Deux coups à la porte. Jacky passa sa bonne bouille dans l’embrasure.
- Quand on parle du loup ! s’exclama Jacky, les bras chargés de cadeaux.
Il distribua des fleurs à François, des chocolats à Françoise, un sachets de bonbons goût Breizh Cola à la plus petite et un manga 100% breton : “Breizh Haroz” à l’aînée.
- “Les héros bretons”, traduisit la plus grande, enthousiaste. C’est les aventures de BreizhMan, le Batman breton, ils en parlent partout à l’école ! Merci, Jacky !
Après les remerciements d’usage, Françoise se tourna vers Jacky.
- Où en est l’enquête, mon cher Jacky ? Mon mari est muet comme une kouignette.
- J’ai interrogé le crêpier. Il n’était pas l’amant de Véron, mais ils se connaissaient. Ils avaient fréquenté la même école de Commerce. Véron l’avait aidé à financer sa crêperie, mais n’avait plus assez d’argent pour le renflouer. Le crêpier et lui se sont disputés.
- Et donc c’est lui qui l’a tué ?
Une infirmière entra en poussant le chariot du repas. La conversation s’arrêta aussitôt. Dès qu’elle repartit, elle reprit.

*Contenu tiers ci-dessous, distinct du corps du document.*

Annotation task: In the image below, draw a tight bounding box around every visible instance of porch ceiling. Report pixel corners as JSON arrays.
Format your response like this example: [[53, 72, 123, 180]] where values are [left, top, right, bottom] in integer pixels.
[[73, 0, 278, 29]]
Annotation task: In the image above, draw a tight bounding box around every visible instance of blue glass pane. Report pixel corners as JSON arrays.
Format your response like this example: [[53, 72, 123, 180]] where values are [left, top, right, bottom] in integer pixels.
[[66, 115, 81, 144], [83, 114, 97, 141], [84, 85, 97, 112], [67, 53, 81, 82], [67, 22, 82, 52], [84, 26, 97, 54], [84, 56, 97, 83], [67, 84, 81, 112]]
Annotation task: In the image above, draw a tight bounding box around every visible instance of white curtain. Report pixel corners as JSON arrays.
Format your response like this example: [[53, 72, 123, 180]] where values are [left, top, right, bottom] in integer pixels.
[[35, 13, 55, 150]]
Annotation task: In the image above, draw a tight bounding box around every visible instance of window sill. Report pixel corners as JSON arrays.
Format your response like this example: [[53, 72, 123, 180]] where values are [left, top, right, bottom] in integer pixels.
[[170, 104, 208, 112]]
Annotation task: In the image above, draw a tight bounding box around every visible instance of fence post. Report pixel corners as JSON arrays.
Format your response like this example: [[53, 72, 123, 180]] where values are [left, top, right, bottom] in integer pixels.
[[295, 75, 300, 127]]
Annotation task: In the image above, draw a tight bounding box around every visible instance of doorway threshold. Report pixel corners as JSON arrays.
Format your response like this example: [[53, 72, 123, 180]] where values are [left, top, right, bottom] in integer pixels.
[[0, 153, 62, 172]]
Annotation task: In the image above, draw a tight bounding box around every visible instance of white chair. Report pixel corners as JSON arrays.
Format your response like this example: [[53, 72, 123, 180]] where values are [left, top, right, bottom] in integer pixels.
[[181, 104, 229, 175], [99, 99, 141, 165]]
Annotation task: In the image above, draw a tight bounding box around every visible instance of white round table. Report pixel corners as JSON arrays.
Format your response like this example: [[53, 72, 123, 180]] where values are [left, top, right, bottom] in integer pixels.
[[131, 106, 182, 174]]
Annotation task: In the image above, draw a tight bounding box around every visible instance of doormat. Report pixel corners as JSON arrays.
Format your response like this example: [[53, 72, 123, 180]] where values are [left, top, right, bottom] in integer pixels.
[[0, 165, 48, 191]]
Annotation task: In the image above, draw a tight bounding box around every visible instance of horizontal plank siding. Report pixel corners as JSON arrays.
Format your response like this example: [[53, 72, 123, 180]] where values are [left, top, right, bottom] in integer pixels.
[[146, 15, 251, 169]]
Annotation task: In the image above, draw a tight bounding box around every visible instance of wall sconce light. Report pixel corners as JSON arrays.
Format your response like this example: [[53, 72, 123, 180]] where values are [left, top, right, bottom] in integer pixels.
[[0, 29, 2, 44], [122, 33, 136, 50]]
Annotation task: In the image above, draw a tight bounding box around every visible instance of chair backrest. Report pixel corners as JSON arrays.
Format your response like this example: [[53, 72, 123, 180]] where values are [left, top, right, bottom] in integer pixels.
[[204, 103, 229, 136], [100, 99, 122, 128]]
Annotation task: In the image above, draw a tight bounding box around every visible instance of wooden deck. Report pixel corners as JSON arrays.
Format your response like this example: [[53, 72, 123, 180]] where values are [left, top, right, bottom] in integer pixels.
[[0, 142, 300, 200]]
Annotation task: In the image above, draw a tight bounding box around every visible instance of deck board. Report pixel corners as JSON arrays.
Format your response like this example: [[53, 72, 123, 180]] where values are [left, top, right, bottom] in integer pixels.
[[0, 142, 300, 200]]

- Hélas, non. le crêpier a un alibi aussi dense que son tofu. Il avait un rendez-vous à la banque le jour du meurtre. Le banquier a confirmé.
- Donc on est comme Véron, au point mort, conclut Morvan sous ses bandages.
- Tiens, ça t’intéresse quand même, finalement ? rigola Françoise.
Elle se tourna vers Jacky.
- Dans les films, le flic blessé arrache ses perfusions et fausse compagnie au personnel soignant dès qu’ils ont le dos tourné. Mon François, lui, reste assis bien sagement, il attend que la bonne conscience du tueur le pousse à se dénoncer de lui-même.
Morvan ronchonna.
- C’est notre Derrick national, ajouta Jacky avec fierté.
- Mais je t’aime, mon petit militaire, ajouta sa femme avec un sourire. Je t’aime comme tu es. Je ne veux pas que tu sautes par la fenêtre. La vie ne place pas par hasard des poubelles pour amortir la chute.
La cadette arrêta de manger le plateau repas de son père. Les joues gonflées comme un hamster, elle déclara en postillonnant de la mie de pain :
- Tiens, che matin, j’ai vu la machcotte de kouignette qui dépassait d’une poubelle près de l’école.
Une alerte s’alluma dans le cerveau de Morvan. La mascotte. Présente depuis le début. Sous leur nez. Jamais interrogée. Une évidence.
- Comment se comporte ton instituteur depuis la fête du Kouign ?
- Il est bizarre. Toujours de mauvaise humeur, il pète les plombs pour rien, il s’est mis en arrêt plusieurs fois. On le reconnaît plus !
Morvan se releva et poussa un cri de douleur.
- Jacky, fais un tour à la poubelle en face de l’école Diwan, et demande à analyser le gant de la mascotte.